Monday, March 3, 2014

Great Sphinx of Giza Souvenir Replicas


Ever wonder why many souvenirs of the Great Sphinx of Giza only represent the head? Perhaps the reason is this:  When Napoleon ‘re-discovered’ the Sphinx in 1798, it was buried in sand up to its neck. While his engineers attempted to excavate it, there was just too much sand for them to contend with. The technology to remove and keep the sand away wouldn’t be available until the 1920s. Some souvenirs do now show the head and full body of the sphinx.
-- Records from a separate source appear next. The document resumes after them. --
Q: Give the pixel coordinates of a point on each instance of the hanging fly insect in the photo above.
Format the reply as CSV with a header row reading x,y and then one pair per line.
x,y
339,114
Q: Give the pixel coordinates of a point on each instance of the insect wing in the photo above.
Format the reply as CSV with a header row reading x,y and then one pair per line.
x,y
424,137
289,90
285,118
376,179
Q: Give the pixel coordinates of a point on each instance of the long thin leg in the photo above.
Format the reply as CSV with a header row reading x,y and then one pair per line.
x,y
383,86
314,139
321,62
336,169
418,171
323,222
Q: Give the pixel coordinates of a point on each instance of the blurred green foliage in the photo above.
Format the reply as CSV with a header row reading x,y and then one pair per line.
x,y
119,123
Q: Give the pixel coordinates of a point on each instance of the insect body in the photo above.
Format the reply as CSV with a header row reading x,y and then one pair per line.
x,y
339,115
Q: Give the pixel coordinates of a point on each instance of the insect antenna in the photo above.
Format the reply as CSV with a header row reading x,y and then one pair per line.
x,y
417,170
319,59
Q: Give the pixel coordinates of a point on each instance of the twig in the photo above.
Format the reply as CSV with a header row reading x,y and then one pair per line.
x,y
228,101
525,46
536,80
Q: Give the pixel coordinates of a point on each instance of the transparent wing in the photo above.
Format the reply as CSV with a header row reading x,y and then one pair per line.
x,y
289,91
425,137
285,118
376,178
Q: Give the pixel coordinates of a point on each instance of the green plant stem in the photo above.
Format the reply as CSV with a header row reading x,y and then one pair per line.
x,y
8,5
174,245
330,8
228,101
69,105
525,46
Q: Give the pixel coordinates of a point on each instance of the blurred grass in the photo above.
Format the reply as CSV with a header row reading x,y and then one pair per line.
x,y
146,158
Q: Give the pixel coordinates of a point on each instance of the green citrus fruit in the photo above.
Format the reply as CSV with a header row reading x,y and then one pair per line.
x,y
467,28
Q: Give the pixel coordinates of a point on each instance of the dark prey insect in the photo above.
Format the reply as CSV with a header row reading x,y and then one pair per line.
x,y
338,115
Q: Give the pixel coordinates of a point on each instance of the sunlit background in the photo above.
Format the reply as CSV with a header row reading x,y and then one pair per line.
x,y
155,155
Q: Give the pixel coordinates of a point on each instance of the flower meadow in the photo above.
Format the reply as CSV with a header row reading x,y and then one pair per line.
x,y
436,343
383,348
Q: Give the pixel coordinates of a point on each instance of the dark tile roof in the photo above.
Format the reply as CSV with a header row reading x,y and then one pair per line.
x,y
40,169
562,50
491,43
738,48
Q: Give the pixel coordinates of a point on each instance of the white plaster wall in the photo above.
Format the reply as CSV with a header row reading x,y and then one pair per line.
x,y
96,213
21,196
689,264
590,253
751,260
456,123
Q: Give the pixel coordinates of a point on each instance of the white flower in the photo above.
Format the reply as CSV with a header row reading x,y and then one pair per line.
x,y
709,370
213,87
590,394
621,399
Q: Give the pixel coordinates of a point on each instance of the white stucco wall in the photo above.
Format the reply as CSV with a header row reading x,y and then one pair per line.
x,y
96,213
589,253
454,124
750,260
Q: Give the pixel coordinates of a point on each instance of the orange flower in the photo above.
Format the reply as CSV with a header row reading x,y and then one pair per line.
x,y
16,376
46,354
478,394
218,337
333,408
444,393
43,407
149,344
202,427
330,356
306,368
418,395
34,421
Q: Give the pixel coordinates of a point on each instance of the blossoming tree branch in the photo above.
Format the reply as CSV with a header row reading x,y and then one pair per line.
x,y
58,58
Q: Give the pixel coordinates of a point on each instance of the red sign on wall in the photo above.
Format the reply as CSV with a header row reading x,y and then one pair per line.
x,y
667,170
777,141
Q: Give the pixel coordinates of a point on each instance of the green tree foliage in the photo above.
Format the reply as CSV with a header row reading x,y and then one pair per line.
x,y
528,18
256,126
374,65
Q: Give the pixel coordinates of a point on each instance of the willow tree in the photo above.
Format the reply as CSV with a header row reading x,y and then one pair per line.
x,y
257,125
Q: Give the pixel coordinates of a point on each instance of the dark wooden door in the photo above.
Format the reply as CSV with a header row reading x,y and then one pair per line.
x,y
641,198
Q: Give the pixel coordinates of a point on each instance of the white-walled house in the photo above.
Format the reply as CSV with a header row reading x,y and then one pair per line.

The sphinx is a mythical creature with a lion’s body and a human head that stands on the Giza Plateau on the west bank of the Nile in Giza, Egypt. The face of the Sphinx is generally believed to represent the face of the Pharaoh Khafra. The Great Sphinx is one of the world's largest and oldest statues but basic facts about it, such as when it was built, and by whom, are still debated. Some people believe the head was originally a lion that was later re-carved as a human.  What happened to the nose? The nose on the face is missing and an examination of the Sphinx's face shows that long rods or
chisels were hammered into the nose, one down from the bridge and one beneath the nostril, then used to pry the nose off. The Arab historian al-Maqrīzī, writing in the 15th century, attributes the loss of the nose to iconoclasm by Muhammad Sa'im al-Dahr, a Sufi Muslim from the khangah of Sa'id al-Su'ada. In AD 1378, upon finding the local peasants making offerings to the Sphinx in the hope of increasing their harvest, Sa'im al-Dahr was so outraged that he destroyed the nose, and was hanged for vandalism.